Understanding the prevalence and specific pathogens responsible for infections enables healthcare providers to tailor treatment protocols more accurately. This is particularly important in the local context, where regional variations in pathogen prevalence and antibiotic resistance patterns may influence the choice of empirical therapy. Moreover, such data can inform public health strategies, guide resource allocation, and improve overall neonatal care outcomes by addressing the unique challenges faced by the local healthcare system.

Our findings revealed a predominant prevalence of neonatal UTIs in Kuwait, particularly among male neonates, with K. pneumoniae and E. coli identified as the primary causative agents. The study highlights a concerning rise in resistance rates to first-, second-, and third-generation cephalosporins, emphasizing the critical need for judicious selection of empirical therapies in neonatal UTI treatment. Implementing a combination of preventative measures, comprehensive neonatal evaluations, and ongoing surveillance of uropathogen prevalence and antimicrobial susceptibility is imperative for shaping effective antibiotic policies. These findings will inform local guidelines to combat antimicrobial resistance in neonates. Furthermore, we strongly encourage other specialized centers and hospitals to conduct similar studies and share their findings to advance the understanding and management of neonatal UTIs globally.

This study has several limitations. Collecting urine samples from neonates is challenging due to their small size and the need for non-invasive methods, which may affect the accuracy and reliability of the samples. There is also a high risk of contamination from skin and fecal matter during urine collection, potentially leading to false-positive results. Specifically, GPB, including S. epidermidis and S. capitis, are likely skin commensals that may have been introduced during sample collection. The study did not consider urine specimens with bacterial growth of less than 10⁵ CFU/mL, which might have excluded some UTIs with lower bacterial counts. The study also did not include clinical details such as anatomical anomalies at birth or the presence of urinary catheters, which can influence the incidence and severity of UTIs.

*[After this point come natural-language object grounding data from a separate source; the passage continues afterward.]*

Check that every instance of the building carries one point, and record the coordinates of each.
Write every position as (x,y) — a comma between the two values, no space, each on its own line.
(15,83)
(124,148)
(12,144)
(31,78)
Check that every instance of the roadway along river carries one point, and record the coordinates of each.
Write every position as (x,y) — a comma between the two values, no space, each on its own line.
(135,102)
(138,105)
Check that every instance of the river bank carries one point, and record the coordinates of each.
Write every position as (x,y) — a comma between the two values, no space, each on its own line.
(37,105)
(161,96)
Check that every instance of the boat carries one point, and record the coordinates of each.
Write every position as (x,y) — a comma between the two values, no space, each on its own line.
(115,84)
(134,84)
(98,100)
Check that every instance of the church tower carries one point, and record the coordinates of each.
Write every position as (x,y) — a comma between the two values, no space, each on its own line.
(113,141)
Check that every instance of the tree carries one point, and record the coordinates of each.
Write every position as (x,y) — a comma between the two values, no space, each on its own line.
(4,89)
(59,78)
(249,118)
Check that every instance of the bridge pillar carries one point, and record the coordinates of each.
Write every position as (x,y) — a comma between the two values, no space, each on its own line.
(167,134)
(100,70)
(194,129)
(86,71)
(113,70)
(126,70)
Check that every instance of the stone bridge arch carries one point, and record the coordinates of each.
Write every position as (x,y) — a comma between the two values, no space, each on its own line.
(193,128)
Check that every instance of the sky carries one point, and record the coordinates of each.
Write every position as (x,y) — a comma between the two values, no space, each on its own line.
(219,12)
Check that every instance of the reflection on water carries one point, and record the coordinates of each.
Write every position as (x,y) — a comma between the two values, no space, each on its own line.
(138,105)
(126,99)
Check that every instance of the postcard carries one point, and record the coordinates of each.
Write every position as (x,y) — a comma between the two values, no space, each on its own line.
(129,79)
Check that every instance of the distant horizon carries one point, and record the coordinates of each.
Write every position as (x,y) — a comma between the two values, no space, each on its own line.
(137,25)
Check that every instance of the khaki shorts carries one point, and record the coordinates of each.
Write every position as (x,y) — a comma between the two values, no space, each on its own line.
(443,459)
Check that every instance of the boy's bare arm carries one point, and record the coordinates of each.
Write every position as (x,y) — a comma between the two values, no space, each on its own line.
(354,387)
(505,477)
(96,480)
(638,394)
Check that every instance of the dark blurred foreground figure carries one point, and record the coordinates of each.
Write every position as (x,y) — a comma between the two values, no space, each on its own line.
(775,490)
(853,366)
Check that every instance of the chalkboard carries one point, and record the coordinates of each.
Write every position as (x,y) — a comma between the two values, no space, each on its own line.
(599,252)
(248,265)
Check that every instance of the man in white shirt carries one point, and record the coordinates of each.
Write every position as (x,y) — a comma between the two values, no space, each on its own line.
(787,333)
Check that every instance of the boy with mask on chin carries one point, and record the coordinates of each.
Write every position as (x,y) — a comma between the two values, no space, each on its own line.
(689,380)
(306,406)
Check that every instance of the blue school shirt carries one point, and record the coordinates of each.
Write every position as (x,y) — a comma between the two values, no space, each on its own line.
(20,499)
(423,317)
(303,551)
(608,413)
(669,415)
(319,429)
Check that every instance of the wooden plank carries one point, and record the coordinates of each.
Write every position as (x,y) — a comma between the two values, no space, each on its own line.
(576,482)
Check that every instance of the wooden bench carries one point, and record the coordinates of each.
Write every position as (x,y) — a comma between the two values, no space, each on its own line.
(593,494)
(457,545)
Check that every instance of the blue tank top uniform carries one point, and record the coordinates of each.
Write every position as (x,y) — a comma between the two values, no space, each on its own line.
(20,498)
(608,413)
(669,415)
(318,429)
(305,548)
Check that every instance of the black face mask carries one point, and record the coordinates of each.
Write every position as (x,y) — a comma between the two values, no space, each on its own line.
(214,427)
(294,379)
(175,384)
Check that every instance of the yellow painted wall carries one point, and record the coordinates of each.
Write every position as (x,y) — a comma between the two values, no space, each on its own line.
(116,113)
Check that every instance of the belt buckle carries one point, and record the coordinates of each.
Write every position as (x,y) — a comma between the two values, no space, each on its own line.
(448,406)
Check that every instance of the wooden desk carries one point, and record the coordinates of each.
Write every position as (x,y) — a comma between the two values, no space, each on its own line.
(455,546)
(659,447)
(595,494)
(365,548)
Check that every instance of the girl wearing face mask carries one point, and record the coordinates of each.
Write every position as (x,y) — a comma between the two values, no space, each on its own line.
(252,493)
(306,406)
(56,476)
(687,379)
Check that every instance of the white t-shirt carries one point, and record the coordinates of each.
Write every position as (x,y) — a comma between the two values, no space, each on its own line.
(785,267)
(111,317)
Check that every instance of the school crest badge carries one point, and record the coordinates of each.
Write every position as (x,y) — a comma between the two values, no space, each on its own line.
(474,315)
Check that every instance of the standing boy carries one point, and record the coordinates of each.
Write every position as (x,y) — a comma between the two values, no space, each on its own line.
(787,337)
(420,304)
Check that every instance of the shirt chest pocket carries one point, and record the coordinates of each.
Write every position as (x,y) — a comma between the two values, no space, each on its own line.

Furthermore, the study was conducted in a single tertiary hospital, which may limit the generalizability of the findings to other settings or populations.

We thank Mrs. Aynaa Al Khatib for her support in data analysis and improving the manuscript.

This study protocol was reviewed and approved by the Medical Review Board Ethics Committee, Ministry of Health, Kuwait, Approval No. 2023/2473. The work has been carried out following the code of ethics of the World Medical Association (Declaration of Helsinki). Ethical approval was secured for collecting the patient’s clinical data. The strains used in this study were obtained as part of routine diagnostic services; therefore, no informed consent was needed from patients.

The authors have no conflicts of interest to declare.

No funding was secured for this study.

Ola Moghnia and Noura Al-Sweih contributed to data analysis, data interpretation, manuscript drafting, original draft preparation, and final editions. Hessah Al Otaibib, Aisha Al Haqqanb, Seema Pathanb, and Nawar Abdulaziz contributed to the study design, data collection, and data entry. Elie Sokhn and Habiba Mohammed contributed to the review and editing of the manuscript. All authors have read and approved the final version of the manuscript.

All relevant data are available in the manuscript.